I was unemployed at this time having just finished my House Job so I spent a good 8 Hours a day on questions. I seemed lost and felt very confused in the beginning as I was just doing questions randomly. Soon I started realizing that some questions were basic clinchers and I only needed to know one thing form the topic. Others, like asthma and COPD management, ECG reading or antibiotic prescription required me to fully understand the topic and learn the steps by heart.  These I studied from the info given at PLABABLE (I screen-shot the useful ones and reviewed them later for revision) and Samson’s notes. When in doubt, I followed PLABABLE links as they had more feedback from users and have a business to run so they have a stake in providing accurate information. I did all the questions once.

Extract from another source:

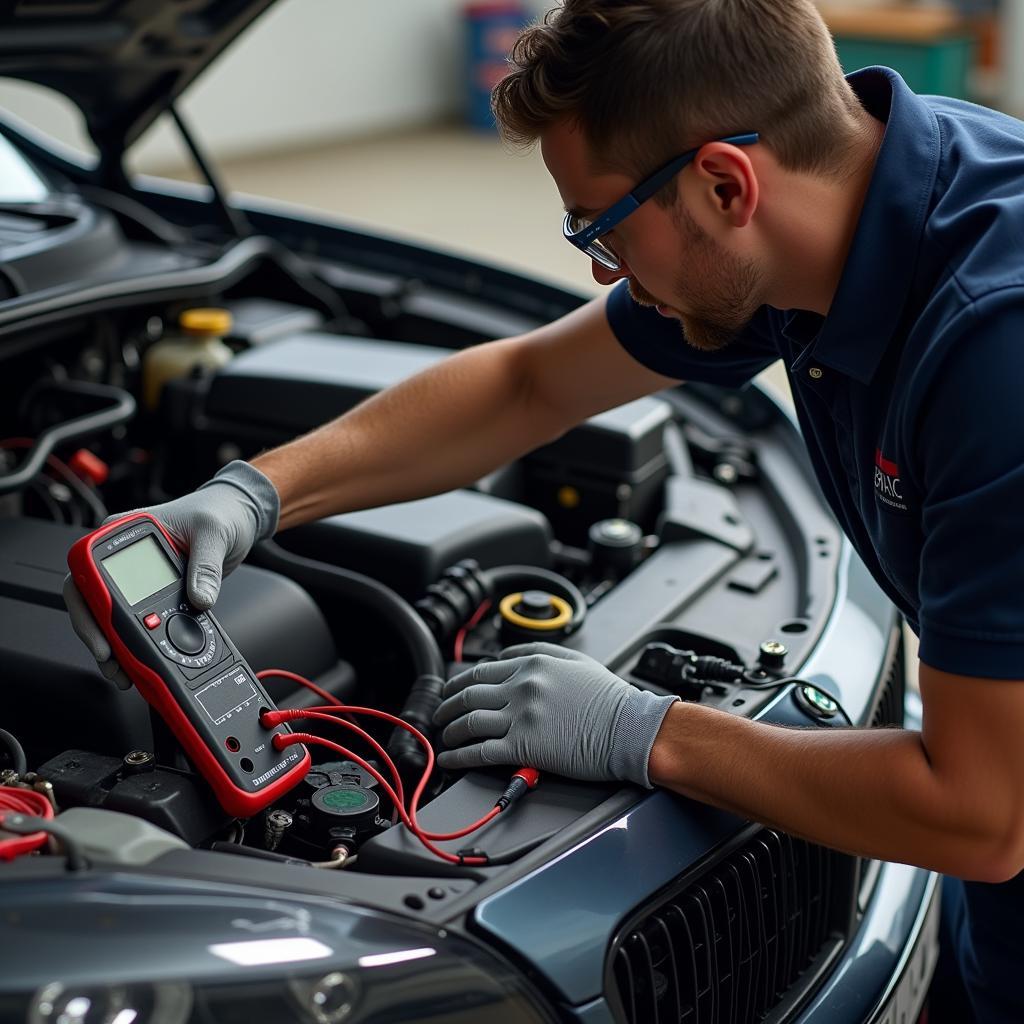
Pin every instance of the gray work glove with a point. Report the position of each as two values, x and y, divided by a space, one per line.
217 524
552 709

I did 5 timed mocks starting 3 days before the exam.

I did 3 mocks from the 1700 questions bank. Though I didn’t like it at all as the questions were worded strangely and often had wrong answers. I wanted to have strong concepts and not find doing questions tedious. I skimmed through the 1700 questions and they DID have some questions which were not present in PLABABLE. However, those topics were covered by Samson notes.

 

Exam Day

The exam was conducted on 2 November 2017 at a major hotel in Karachi. I arrived an hour early. They were lots of nervous people about (including me). However, I did not interact with the people too much as I wanted to focus on my own exam and concepts. The exam had questions that were differently worded than what was presented in PLABABLE, in terms of length. Overall I managed to finish with 10 minutes remaining. 

Tips: Read each question carefully. Follow your gut instinct. The questions will not try to trick you or be overly convoluted. Often the simplest explanation is best. After the exam know you tried your best with the circumstances you had and wait for the result.